Foreign teachers of English in Turkey quickly learn that many Turkish parents want their children to grow up to be either a doctor or an engineer. Those were the safest choices in earlier generations, and parents are occasionally reluctant to believe in the new expanded choices available in a booming Turkey. Children are expected to buckle down and achieve those goals whether they share the goals or not.
I met a lady who said ‘well my Dad wanted me to be an engineer, so I did that, but now I’ve opened up my own astrology business.’ Another person I met had become an event planner after initially becoming a ship designer to please his parents. With such dichotomy from initial plan to later career, it’s obvious children aren’t always encouraged to follow their hearts. A young student I knew contemplated college majors and yearned to study art history. ‘How could I ever get a job in art history in Turkey?’ she lamented, surrounded in Istanbul by the art history of three empires, ‘my parents wouldn’t consider it a safe investment.’

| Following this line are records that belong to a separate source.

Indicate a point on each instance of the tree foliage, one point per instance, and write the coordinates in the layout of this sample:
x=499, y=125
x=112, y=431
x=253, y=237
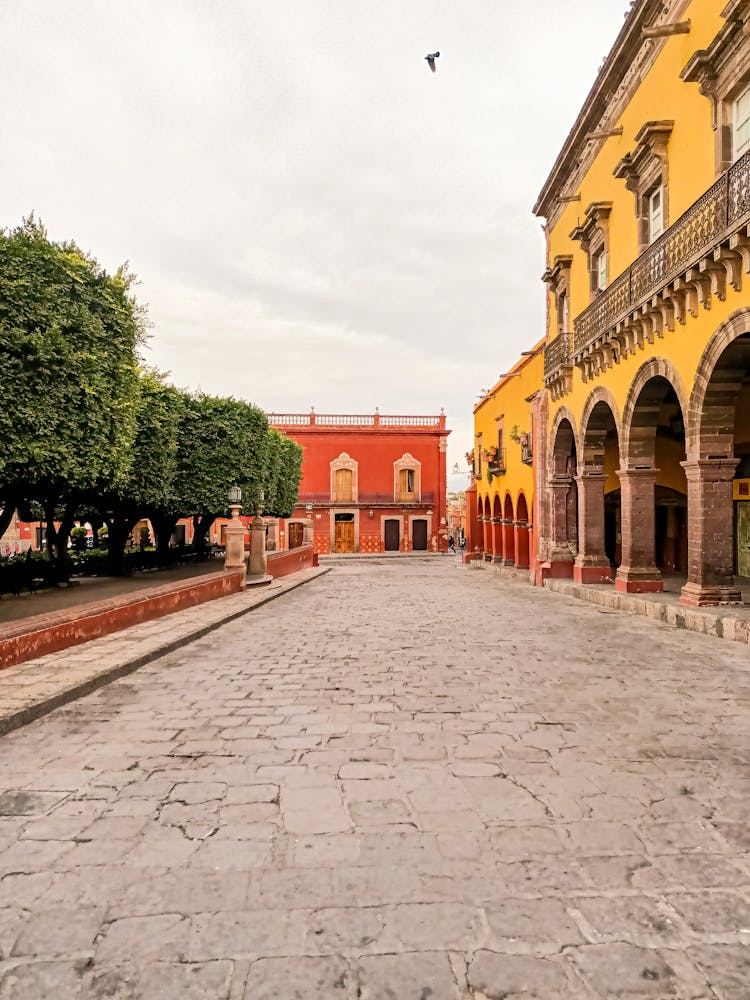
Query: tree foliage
x=88, y=432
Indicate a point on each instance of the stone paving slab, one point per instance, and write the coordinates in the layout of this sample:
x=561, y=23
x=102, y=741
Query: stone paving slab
x=406, y=782
x=35, y=687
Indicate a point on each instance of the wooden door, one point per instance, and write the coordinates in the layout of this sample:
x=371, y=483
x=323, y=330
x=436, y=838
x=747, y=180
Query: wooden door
x=344, y=538
x=419, y=536
x=743, y=537
x=343, y=485
x=392, y=536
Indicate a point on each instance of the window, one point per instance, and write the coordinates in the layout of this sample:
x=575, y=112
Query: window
x=406, y=482
x=741, y=123
x=655, y=213
x=599, y=271
x=344, y=485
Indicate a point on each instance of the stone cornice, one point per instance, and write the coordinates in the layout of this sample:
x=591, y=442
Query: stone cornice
x=630, y=50
x=651, y=140
x=595, y=217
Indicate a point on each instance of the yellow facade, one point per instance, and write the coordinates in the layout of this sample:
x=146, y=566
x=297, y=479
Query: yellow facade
x=505, y=486
x=647, y=411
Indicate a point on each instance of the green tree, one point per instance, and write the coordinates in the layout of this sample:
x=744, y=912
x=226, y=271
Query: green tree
x=69, y=332
x=283, y=477
x=148, y=487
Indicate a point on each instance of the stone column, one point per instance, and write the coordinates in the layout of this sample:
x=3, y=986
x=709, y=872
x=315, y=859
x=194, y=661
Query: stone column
x=559, y=554
x=638, y=573
x=258, y=564
x=234, y=557
x=711, y=542
x=497, y=540
x=591, y=565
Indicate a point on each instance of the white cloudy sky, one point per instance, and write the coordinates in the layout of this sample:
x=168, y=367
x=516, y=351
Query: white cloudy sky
x=315, y=218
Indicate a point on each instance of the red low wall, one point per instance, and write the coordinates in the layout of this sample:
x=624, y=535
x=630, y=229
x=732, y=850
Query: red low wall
x=284, y=563
x=58, y=630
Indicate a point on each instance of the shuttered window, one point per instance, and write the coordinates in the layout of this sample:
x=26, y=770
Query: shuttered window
x=742, y=123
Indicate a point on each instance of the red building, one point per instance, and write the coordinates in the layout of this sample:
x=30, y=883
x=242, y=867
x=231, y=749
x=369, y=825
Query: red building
x=370, y=483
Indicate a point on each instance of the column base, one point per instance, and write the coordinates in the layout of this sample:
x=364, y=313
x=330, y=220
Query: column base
x=556, y=569
x=646, y=581
x=589, y=574
x=697, y=596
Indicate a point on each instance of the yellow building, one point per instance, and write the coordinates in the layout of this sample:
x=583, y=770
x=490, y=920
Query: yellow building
x=643, y=451
x=500, y=501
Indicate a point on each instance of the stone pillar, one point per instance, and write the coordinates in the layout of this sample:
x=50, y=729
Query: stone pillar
x=497, y=540
x=258, y=563
x=234, y=557
x=638, y=573
x=308, y=532
x=711, y=542
x=591, y=565
x=560, y=555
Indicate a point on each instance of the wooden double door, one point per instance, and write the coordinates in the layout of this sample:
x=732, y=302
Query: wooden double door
x=343, y=536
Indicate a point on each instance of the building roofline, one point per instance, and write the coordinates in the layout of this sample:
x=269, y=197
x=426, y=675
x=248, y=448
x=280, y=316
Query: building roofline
x=512, y=372
x=609, y=77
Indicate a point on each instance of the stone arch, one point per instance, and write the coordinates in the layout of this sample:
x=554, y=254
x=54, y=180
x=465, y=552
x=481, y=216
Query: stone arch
x=710, y=411
x=562, y=438
x=594, y=416
x=638, y=412
x=487, y=529
x=509, y=534
x=497, y=529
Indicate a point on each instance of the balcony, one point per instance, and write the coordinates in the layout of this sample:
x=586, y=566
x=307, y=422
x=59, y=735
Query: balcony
x=693, y=260
x=426, y=499
x=558, y=367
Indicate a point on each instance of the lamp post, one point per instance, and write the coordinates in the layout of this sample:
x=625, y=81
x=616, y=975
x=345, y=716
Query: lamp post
x=258, y=561
x=234, y=557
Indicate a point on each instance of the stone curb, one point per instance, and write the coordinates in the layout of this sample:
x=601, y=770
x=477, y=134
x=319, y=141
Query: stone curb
x=706, y=621
x=30, y=713
x=508, y=572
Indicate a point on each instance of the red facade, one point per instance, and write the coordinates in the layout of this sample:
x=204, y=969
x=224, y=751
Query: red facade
x=370, y=483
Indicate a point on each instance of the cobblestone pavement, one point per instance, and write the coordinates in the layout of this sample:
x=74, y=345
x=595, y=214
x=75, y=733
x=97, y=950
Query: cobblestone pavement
x=404, y=781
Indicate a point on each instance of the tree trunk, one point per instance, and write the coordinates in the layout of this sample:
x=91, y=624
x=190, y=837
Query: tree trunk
x=6, y=515
x=118, y=528
x=201, y=527
x=163, y=525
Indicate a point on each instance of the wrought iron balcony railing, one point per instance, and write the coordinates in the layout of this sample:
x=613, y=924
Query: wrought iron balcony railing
x=322, y=499
x=556, y=354
x=713, y=217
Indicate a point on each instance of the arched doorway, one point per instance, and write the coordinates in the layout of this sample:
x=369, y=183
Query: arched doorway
x=598, y=517
x=487, y=530
x=509, y=534
x=654, y=487
x=718, y=468
x=562, y=499
x=522, y=533
x=497, y=530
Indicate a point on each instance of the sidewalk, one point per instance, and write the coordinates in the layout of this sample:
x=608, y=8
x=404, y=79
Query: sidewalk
x=31, y=689
x=732, y=623
x=96, y=588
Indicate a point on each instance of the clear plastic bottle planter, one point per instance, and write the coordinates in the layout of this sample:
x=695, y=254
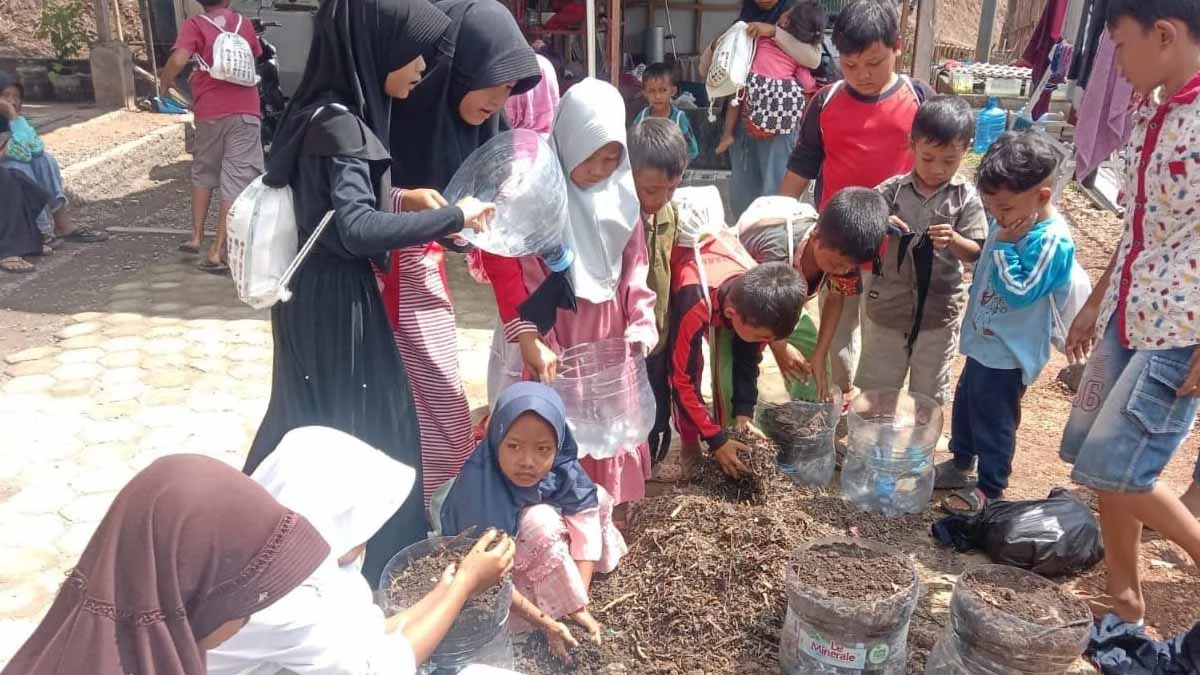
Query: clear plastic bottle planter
x=829, y=635
x=982, y=639
x=521, y=174
x=479, y=635
x=804, y=432
x=607, y=395
x=889, y=459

So you can imagine the enthusiasm of foreign educators teaching in Turkey when Özge Samancı came out with her charmingly-illustrated graphic novel ‘Dare to Disappoint: Growing Up In Turkey.’ In it she described growing up with these expectations, when all she really wanted to do was be the next Jacques Cousteau and draw comics.
Özge Samancı’s touching, delightful story and bravery can give courage to any person doing work that isn’t quite the right fit. Özge, now an assistant professor in the Radio/Television/Film Department at Northwestern University in Chicago, Illinois, USA, says to hopeful dreamers everywhere: ‘Dare to Disappoint!’ Here’s the book trailer for her graphic novel, the first from Turkey published directly into English.
Publisher: Farrar, Strauss, & Giroux
Recommended for Middle School and Older
Buket Uzner is a prolific writer who has been on the bestseller lists for years in Turkey. As an environmental scientist, her book titles often reflect her interest in environment-related subjects. ‘The Sound of Fishsteps’ won the Yunus Nadi Novel Award about a young Turkish woman who is invited to a mysterious intellectual utopia. ‘Two Green Otters Their Mothers, Their Fathers, Their Lovers, and the Others’ sold over 1,000,000 copies for its examination of environmentalism and love in modern times.
Buket Uzner’s ‘Istanbullians,’ a lushly-illustrated graphic novel drawn and inked by Turkish artist Ayşe Nur Atasoy, celebrates the humans that one sees in the ‘environment’ of Istanbul. The heroine is returning to Istanbul after years of working abroad as a genetics professor and gets stuck in Istanbul’s Atatürk Airport during a blackout. During this trying experience, the characters that make Istanbul such a fascinating intersection of the world live through the blackout too: her Kurdish lover, Armenians, Jewish Türks, a fanatical nationalist, head-scarved Muslim women, and secular Türks. This book would be an worthy short introduction to Istanbul, her archetypes, and some of their possible motivations.
Publisher: Alfa Yayınları
Recommended for Late Teens and Older
‘Cairo: A Graphic Novel’ has an American author, G. Willow Wilson, well-known for her recent Ms. Marvel series of comics about a Pakistani-American superhero. G. Willow Wilson lived in Egypt in her early twenties.
Story alone, however, does not a graphic novel make. I want to share this title to celebrate the illustrations inked by Turkish artist M. K. Perker, who makes you feel like you are right in Cairo when you read the book. M. K. Perker has an extensive bibliography in editorial illustration and comics and has been nominated for the Eisner Award for his monthly series called ‘Air’ where he also partnered with G. Willow Wilson.